Independence and Conditional Probability Density Function

conditional probabilitydensity functiongamma distributionindependenceprobability

Let us assume that $n \in \mathbb{N}$ and that $a_1 , a_2 , c_1 , c_2, d_1, d_2$ are positive real numbers. Let us define random variables

$$ \theta \sim \Gamma (a_1, b_1 ) , \ \lambda \sim \Gamma ( a_2 , b_2 ), \ k \sim U( \{ 1 ,\dots , n \} ) ,$$

where

$$ b_1 \sim \Gamma ( c_1 , d_1) \text{ and } b_2 \sim \Gamma (c_2 , d_2 ). $$

Let us also assume that $\theta , \lambda $ and $k$ are independent. Moreover, let $b_1$ and $b_2$ be independent. Next, we see that

$$ p_{\lambda, \theta, b_1 , b_2 , k} ( \alpha , \beta , \gamma , \omega , \tau ) = p_{\lambda , \theta , k| b_1 , b_2} (\alpha , \beta , \tau | \gamma , \omega ) \cdot p_{b_1, b_2} ( \gamma , \omega ). $$

Since $b_1$ and $b_2$ are independent, then $p_{b_1, b_2} ( \gamma , \omega ) = p_{b_1} ( \gamma) \cdot p_{b_2} ( \omega )$. My question is the following. Does the independence of $\theta, \lambda$ and $k$ imply that

$$ p_{\lambda , \theta , k| b_1 , b_2} (\alpha , \beta , \tau | \gamma , \omega ) = p_{\lambda | b_1 , b_2} ( \alpha | \omega , \gamma) \cdot p_{\theta | b_1 , b_2} ( \beta | \gamma , \omega ) \cdot p_{k| b_1 ,b_2} ( \tau | \gamma ,\omega ). $$

In other words, is it true that

$$ p_{\lambda, \theta, b_1 , b_2 , k} ( \alpha , \beta , \gamma , \omega , \tau ) = p_{\lambda | b_1 , b_2} ( \alpha | \omega , \gamma) \cdot p_{\theta | b_1 , b_2} ( \beta | \gamma , \omega ) \cdot p_{k| b_1 ,b_2} ( \tau | \gamma ,\omega ) \cdot p_{b_1} ( \gamma) \cdot p_{b_2} ( \omega ). $$

Symbol $p_{\textbf{X}}$ denotes the probability density function of a random vector $\textbf{X}$.

Update

To be more precise, the joint probability density function I had in mind is the following.

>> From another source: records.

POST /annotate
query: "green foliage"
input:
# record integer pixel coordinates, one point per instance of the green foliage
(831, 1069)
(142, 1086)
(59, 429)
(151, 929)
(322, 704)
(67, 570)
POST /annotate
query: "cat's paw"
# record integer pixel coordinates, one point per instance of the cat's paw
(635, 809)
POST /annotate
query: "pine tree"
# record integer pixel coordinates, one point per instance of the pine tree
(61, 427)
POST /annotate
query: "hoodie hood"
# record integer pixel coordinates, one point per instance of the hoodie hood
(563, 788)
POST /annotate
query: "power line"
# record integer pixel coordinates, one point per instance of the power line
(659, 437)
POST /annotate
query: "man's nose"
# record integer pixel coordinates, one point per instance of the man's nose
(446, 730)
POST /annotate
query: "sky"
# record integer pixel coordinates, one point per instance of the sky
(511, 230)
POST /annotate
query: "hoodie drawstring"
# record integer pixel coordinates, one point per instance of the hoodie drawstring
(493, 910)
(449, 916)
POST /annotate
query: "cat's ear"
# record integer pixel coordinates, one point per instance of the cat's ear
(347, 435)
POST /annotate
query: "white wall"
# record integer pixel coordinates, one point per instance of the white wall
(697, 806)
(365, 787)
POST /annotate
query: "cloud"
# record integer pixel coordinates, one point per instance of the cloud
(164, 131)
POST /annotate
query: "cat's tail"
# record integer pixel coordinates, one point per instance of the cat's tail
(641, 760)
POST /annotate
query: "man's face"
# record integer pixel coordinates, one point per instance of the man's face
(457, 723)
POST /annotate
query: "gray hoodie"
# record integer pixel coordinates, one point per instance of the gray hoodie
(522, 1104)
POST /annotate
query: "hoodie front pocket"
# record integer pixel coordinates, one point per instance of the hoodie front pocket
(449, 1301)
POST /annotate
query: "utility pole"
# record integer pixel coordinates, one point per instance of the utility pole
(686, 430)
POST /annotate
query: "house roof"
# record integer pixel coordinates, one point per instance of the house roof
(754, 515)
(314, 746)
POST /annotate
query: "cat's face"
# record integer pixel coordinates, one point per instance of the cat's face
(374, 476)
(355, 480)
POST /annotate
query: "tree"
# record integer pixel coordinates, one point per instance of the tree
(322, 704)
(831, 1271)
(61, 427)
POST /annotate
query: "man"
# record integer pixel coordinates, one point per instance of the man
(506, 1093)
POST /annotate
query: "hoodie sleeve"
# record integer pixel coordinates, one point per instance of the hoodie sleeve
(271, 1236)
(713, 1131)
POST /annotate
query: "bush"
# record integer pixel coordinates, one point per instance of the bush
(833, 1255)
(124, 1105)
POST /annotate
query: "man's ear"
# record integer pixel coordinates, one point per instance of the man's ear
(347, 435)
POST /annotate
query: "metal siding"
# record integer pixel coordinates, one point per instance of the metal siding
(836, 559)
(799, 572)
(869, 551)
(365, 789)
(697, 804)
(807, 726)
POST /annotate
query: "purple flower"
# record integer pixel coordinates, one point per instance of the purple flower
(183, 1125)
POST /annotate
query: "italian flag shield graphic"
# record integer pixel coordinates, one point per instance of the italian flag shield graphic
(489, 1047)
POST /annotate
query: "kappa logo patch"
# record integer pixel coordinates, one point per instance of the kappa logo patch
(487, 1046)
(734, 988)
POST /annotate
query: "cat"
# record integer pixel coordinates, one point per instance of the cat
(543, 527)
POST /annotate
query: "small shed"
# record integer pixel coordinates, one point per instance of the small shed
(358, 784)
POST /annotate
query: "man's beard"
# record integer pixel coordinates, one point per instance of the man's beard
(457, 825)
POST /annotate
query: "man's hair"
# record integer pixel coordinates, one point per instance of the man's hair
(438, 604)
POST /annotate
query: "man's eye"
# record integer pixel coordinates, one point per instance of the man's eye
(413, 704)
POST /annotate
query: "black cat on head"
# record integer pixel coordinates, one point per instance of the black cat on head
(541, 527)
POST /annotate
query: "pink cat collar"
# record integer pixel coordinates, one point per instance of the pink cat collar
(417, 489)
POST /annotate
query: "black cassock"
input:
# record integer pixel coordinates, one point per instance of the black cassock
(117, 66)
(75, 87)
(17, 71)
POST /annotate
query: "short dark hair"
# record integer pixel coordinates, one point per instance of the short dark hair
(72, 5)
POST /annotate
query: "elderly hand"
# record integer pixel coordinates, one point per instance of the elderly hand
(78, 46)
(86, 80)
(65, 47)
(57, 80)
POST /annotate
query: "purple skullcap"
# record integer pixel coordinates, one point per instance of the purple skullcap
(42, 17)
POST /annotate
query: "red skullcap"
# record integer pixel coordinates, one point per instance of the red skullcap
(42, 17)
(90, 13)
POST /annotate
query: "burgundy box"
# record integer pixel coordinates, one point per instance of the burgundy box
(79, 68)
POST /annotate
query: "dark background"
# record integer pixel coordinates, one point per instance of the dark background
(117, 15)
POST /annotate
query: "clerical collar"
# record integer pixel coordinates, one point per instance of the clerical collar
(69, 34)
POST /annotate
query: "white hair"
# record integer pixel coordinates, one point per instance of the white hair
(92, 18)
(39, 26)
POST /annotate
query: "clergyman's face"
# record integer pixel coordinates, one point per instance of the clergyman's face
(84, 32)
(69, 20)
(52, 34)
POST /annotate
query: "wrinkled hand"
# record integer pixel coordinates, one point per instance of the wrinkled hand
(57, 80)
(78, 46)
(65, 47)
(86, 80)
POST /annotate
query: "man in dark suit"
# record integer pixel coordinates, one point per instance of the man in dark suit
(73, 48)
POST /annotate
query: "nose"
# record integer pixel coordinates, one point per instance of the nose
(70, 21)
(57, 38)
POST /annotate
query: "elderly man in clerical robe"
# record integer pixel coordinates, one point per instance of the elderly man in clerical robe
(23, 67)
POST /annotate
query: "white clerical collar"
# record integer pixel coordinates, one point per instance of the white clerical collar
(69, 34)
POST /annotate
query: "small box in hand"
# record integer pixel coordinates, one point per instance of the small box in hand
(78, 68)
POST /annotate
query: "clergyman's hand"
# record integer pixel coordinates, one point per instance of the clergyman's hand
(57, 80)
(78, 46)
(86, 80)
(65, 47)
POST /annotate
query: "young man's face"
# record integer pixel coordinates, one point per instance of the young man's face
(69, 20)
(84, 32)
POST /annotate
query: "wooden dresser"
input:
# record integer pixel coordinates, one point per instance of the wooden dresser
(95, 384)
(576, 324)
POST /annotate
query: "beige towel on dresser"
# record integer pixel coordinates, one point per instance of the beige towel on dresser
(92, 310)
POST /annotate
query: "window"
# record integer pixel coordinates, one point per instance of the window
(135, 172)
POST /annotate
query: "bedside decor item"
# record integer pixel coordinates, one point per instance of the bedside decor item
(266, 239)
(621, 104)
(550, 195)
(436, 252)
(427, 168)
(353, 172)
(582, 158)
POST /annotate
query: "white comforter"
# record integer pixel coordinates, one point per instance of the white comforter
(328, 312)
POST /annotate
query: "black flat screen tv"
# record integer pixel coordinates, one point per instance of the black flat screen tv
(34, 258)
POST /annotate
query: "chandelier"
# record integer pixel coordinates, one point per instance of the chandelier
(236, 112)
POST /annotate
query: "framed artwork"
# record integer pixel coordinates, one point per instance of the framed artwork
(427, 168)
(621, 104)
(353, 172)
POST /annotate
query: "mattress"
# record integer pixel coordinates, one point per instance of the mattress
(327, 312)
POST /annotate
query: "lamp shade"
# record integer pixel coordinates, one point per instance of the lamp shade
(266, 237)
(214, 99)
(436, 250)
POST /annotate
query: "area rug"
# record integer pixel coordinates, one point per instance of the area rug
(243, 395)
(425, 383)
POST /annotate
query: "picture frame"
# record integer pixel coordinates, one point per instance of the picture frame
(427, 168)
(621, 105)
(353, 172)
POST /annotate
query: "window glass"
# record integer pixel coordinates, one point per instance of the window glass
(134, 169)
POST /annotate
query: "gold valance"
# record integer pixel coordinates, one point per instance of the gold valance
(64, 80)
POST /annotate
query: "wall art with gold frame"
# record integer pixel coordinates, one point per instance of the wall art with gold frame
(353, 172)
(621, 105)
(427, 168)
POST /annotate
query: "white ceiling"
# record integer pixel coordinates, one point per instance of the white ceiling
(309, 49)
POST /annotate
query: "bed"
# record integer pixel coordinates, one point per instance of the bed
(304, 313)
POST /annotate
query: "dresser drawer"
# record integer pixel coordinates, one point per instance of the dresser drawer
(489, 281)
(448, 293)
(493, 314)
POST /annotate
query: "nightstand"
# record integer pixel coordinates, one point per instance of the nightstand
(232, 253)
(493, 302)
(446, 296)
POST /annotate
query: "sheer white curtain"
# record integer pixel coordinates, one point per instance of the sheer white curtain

$$ \bigg( \frac{ \omega^{a_2} }{\Gamma (a_2)} \alpha^{a_2 -1} e^{- \alpha \omega} \bigg) \ \bigg( \frac{ \gamma^{a_1} }{\Gamma (a_1)} \beta^{a_1 -1} e^{- \beta \gamma} \bigg) \frac{1}{n} \ \bigg( \frac{ d_1^{c_1} }{\Gamma (c_1)} \gamma^{c_1 -1} e^{- \gamma d_1} \bigg) \ \bigg( \frac{ d_2^{c_2} }{\Gamma (c_2)} \omega^{c_2 -1} e^{- d_2 \omega} \bigg)$$

Best Answer

In the language of graphical models you wrote a pdf corresponding to the following graph:

enter image description here

but the path $\theta \rightarrow b1 \rightarrow \lambda$ is not blocked, therefore $\theta$ and $\lambda$ are in general not independent (check the concept of $D-$separation).

In other words I think that the pdf you wrote is in general incompatible with even the independence between these two variables.

As a check, try to marginalize your pdf over $\lambda,b1,b2$ and try to write it as a product (you should not be able to do it).

UPDATE: To try to answer the comment, we can try to check what graphical models are compatible with the hypothesis. We start from the graphical form with only the arrows from b1 to $\theta$ and from b2 to $\lambda$. Now you start adding arrrows with the constraint that:

  • you cannot have arrows between $b1$ and $b2$
  • you cannot have arrows between $\theta,\lambda$ and $k$
  • you should not generate unblocked paths between $b1$ and $b2$
  • you should not generate unblocked paths between $\theta,\lambda$ and $k$

By making som trials it looks to me that you cannot insert any other arrow. This would lead to the distribution:

$$p \sim p(\theta|b1)p(\lambda|b2)p(b1)p(b2)p(k)$$

as the only one representable in the graphical model respecting the conditions. Problem is, I do not know/remember if all p.d.f. should be representable in a graphical model like this.